On the lack of pressure from Japanese women for a legal pill, the authors attribute it "in part because of their ignorance of the greatly reduced risks and non-contraceptive benefits of low-dose oral contraceptives."

On the birth rate, the authors say using this argument "as a basis for continuing a ban of one of the most widely used methods of contraception is both illogical and unacceptable," since "economic and socio-cultural factors control the birth rate of a modern population; the quality or use of contraceptive methods is a secondary effect."

"If we accept that legalization of the pill . . . would have no effect on the low birth rate in Japan and that sexual mores among the younger Japanese population have been changing without the pill . . . two of the three cited objections to approval of the pill have little merit," the authors wrote. "The third - loss of income to abortion providers - clearly should not drive Koseisho policy."

Abortion and contraception are "about the only things not covered" by Japan's national health care system, Djerassi said, and the private abortion industry is currently worth at least $400 million (U.S.) annually.

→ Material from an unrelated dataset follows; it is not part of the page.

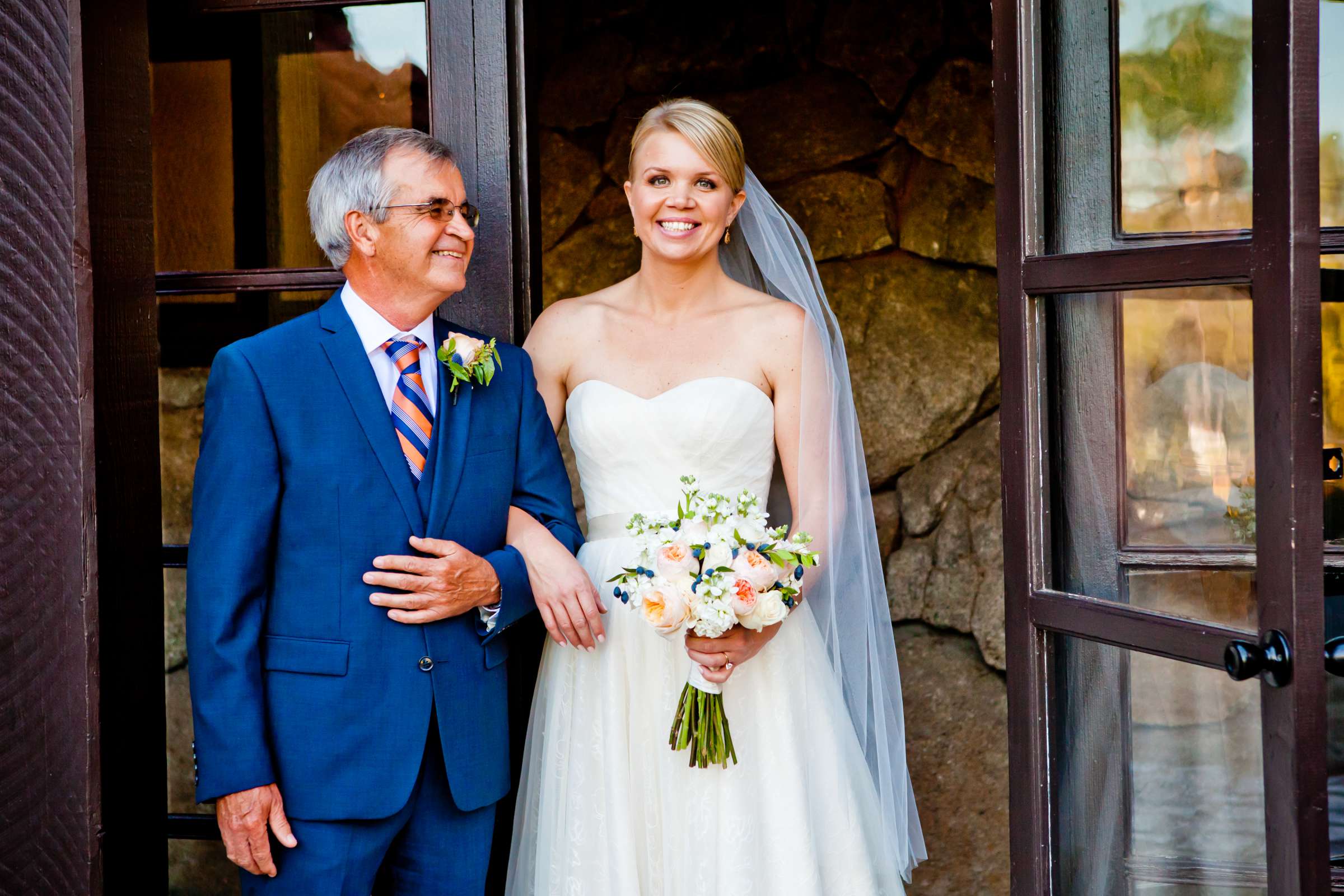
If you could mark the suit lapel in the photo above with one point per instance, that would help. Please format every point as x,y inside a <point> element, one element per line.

"The cost per abortion is about three times what it is in the United States," Djerassi said. "It's an enormous source of income for Japanese physicians, and they have a major incentive not to report abortions" for tax reasons, he said. In addition, some women may be hesitant to report they had abortions, adding to the low numbers.

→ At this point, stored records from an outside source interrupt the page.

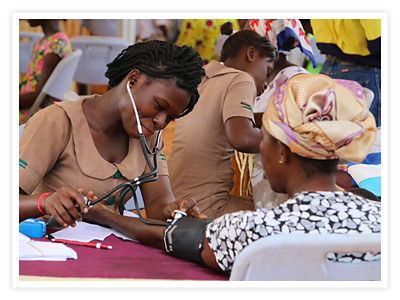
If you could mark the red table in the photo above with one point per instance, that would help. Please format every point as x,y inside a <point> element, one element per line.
<point>126,259</point>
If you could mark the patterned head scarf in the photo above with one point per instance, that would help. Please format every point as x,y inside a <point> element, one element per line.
<point>279,30</point>
<point>321,118</point>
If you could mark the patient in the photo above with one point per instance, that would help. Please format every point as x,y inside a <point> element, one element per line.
<point>46,54</point>
<point>309,123</point>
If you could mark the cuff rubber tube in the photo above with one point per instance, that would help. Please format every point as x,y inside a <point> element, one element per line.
<point>184,238</point>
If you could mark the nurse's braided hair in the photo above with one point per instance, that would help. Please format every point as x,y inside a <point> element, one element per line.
<point>162,60</point>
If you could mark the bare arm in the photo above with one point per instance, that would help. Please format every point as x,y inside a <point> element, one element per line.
<point>62,205</point>
<point>242,135</point>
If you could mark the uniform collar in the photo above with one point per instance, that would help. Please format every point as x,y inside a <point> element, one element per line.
<point>89,159</point>
<point>215,68</point>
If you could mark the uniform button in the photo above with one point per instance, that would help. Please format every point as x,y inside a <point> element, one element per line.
<point>110,201</point>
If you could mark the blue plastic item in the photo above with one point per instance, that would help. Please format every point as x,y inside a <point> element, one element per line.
<point>33,228</point>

Raphael, who is director of research at the Asia/Pacific Research Center, said the team found that many women, in an attempt to keep the abortions private, pay in cash, which makes it even more tempting for the physician to not report the procedure.

"The time has arrived for the Japanese government and media to acknowledge the persistent high rate of abortion in Japan, and to consider its reduction a high priority on medical and social grounds," the researchers wrote. Legalizing the pill, they estimated, could reduce the number of abortions performed each year by at least 300,000, that figure reached using "conservative" sets of data.

Legalization should be augmented by an extensive public education campaign, the authors wrote, given the low level of sex education in Japanese schools and the "very long history of unfavorable publicity in Japan about the pill's negative side-effects," which is due in part to the fact that most Japanese women's knowledge of the pill is based on problems associated with a high-dose version that is legally prescribed to treat menstrual difficulties.

"When the pill is eventually legalized, it should be packaged with a detailed insert (listing risks and benefits as well as instructions on use) of the type required by the U.S. Food and Drug Administration," the researchers concluded. "A sensitively written insert accommodating Japanese cultural practices and up-to-date medical facts would offer an educational bonus far beyond that of ensuring proper contraceptive use. If the leitmotif of government policy became 'The Pill Yes! Abortion No!,' birth control in Japan would be modernized by 50 years."